Il 2 giugno la nostra Repubblica compie 79 anni. Tanti ne sono passati da quando con un referendum istituzionale, che si svolse tra il 2 e il 3 giugno del 1946, gli italiani furono chiamati alle urne per decidere quale forma di Stato, monarchia o repubblica, dare al Paese.
*di Mauro Dessì
Fu la prima votazione a suffragio universale indetta in Italia, alla quale parteciparono, per la prima volta, anche le donne. Nell’approfondire la storia, entrando dentro i numeri, è interessante ricordare come a votare fu l’89% degli aventi diritto.
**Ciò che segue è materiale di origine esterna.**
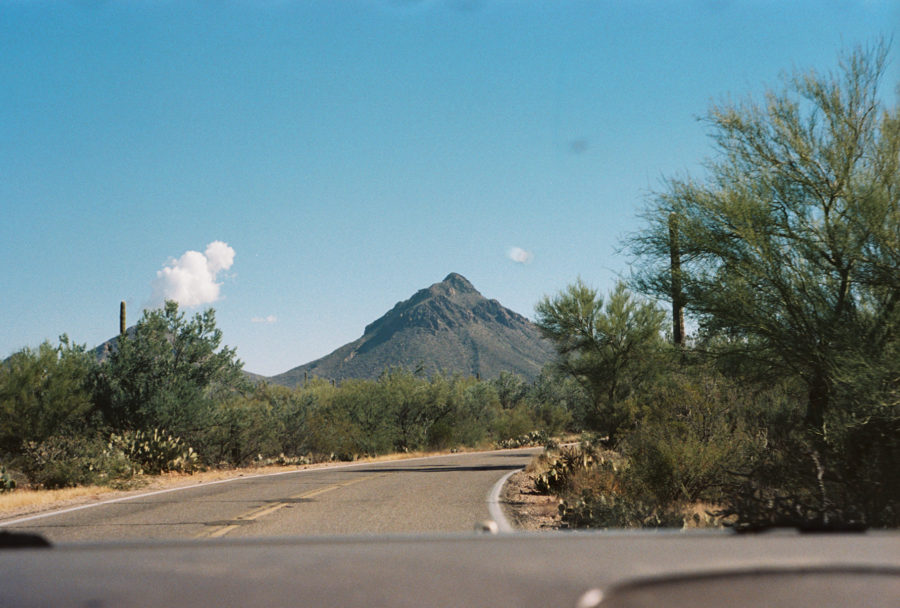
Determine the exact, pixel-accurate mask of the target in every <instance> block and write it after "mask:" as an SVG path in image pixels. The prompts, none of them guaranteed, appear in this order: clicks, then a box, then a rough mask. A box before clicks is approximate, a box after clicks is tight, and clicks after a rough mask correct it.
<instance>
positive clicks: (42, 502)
mask: <svg viewBox="0 0 900 608" xmlns="http://www.w3.org/2000/svg"><path fill="white" fill-rule="evenodd" d="M111 492H115V490H113V489H112V488H107V487H102V486H83V487H79V488H62V489H59V490H28V489H19V490H15V491H13V492H6V493H4V494H0V516H3V515H6V514H8V513H17V512H19V511H22V510H25V509H27V510H29V511H34V510H44V509H45V508H52V507H56V506H59V505H63V504H66V503H70V502H74V501H76V500H79V499H83V498H90V499H99V498H101V495H105V494H109V493H111Z"/></svg>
Un evento straordinario, certamente, che stride tanto con le percentuali di voto delle elezioni delle scorse settimane (ma anche degli ultimi anni) in cui neanche la metà degli italiani si è presentata a votare. C’è disaffezione alla politica: la sensazione è che le persone disertino le urne perché il voto non conta nulla. La politica appare lontana, poco in sintonia con un elettorato che, per certi versi, si sente tradito da chi governa, a tutti i livelli.
C’è bisogno di ritrovare fiducia in chi ci amministra, ancora di più nell’importanza del voto, di poter dire la nostra: un dovere, un diritto, un fondamento della nostra Costituzione.